Frozen in time

A very proud Cas with his cryo rig.

Friends, I want to tell you about two strategies we tried out this spawning season to freeze our little babies in time. Yes, I mean that literally. 

One of our major questions was whether corals from different genetic lineages can cross-fertilize one another. If they can't, then our lineages might be different species. We're keeping track of the exact time when each individual spawns, because that way we can see if there's any temporal reproductive isolation. If you spawn at different times, your gametes may never meet. But we also want to figure out whether the mixing of eggs and sperm from different lineages can produce viable embryos. It's impossible to monitor every coral on every reef, so we brought about 100 of them into the lab. That's a very small sample of the population. What if individuals from our different lineages just happen to spawn at slightly different times, and we don't have their gametes at the same time? We'd never be able to check if they can fertilize.

Enter cryopreservation. Honestly, when Cas and Sarah (my co-PI) first suggested we try cryopreserving some of our gametes, I thought it was crazy talk. I had visions in my head of a human body farm in a sci-fi horror movie. But it's not actually that complicated. You need a thermally-insulated container, a temperature probe, some 3D-printed parts, and liquid nitrogen. Using the design from a recently-published paper, Cas gathered all the parts we needed and arranged for us to cryopreserve sperm in Palau. 
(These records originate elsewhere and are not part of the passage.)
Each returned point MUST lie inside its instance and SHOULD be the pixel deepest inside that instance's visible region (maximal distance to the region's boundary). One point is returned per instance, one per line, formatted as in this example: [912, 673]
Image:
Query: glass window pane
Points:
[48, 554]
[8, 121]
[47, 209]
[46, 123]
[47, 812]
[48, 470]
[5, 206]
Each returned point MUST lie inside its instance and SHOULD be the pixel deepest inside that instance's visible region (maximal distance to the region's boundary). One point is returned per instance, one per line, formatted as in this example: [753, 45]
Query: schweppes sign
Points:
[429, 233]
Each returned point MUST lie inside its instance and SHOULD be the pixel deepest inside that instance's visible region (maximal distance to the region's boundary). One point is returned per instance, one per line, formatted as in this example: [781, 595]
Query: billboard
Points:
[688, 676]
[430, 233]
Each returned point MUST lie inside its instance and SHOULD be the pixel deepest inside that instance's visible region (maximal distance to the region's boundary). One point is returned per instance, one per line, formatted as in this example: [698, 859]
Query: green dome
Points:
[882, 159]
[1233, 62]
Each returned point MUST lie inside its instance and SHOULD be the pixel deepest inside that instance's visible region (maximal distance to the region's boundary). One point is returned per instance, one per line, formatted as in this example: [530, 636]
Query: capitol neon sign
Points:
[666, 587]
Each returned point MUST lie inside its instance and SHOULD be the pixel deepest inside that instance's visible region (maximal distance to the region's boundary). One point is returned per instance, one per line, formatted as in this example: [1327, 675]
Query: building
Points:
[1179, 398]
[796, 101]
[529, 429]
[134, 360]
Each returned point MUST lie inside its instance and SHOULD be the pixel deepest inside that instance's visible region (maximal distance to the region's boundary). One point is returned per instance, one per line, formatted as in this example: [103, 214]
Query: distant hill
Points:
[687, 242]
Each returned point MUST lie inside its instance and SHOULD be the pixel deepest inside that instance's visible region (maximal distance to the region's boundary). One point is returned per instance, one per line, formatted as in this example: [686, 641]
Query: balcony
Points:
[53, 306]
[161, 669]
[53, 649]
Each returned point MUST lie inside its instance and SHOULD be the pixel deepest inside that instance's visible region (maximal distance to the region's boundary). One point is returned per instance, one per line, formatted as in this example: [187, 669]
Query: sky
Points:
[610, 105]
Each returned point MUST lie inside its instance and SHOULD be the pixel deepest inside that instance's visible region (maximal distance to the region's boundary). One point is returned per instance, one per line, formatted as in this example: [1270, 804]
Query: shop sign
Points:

It worked fantastically. Without giving too much away, I can tell you we were able to cryopreserve sperm, and we were able to thaw the sperm and use it for cross-fertilization assays later. The results will show us whether our lineages are reproductively compatible. It's super exciting stuff!

Nothing to see here, just a microscope 
in a cupboard.

The second way that we froze embryos in time was through time-lapse photography. Matthew wanted to figure out how quickly the cellular divisions take place in Porites lobata embryos. The only viable way to do that is honestly to watch them divide. It's like watching paint dry. Plus, we were super busy on spawning nights putting together all of our crosses, so we didn't have time to monitor dividing embryos like a hawk. As a way around all that, Matthew set up a microscope and wrote a quick program that would click the mouse on his laptop to take a picture every few minutes. He needed a sheltered area with no wind, where the microscope was unlikely to be disturbed and the air was at ambient temperature. After considering the options, it seemed the best place to set up the microscope was the cupboard in his room. He turned off the air conditioning, made some space among his clothes, and set up the microscope and a lighting rig. A cord led out the cracked door to his laptop on the bed. As soon as we had some fertilized embryos, Matthew took a sub-sample in a petri dish up to his room and started the program. 

And you know what, it worked. He got the information we needed. The photos show the first few cellular divisions of our embryos, and we can tell how long each division took based on the time-stamps on the photos. It was super exciting to get those data. 

We're making a lot of progress and collecting great data in Palau!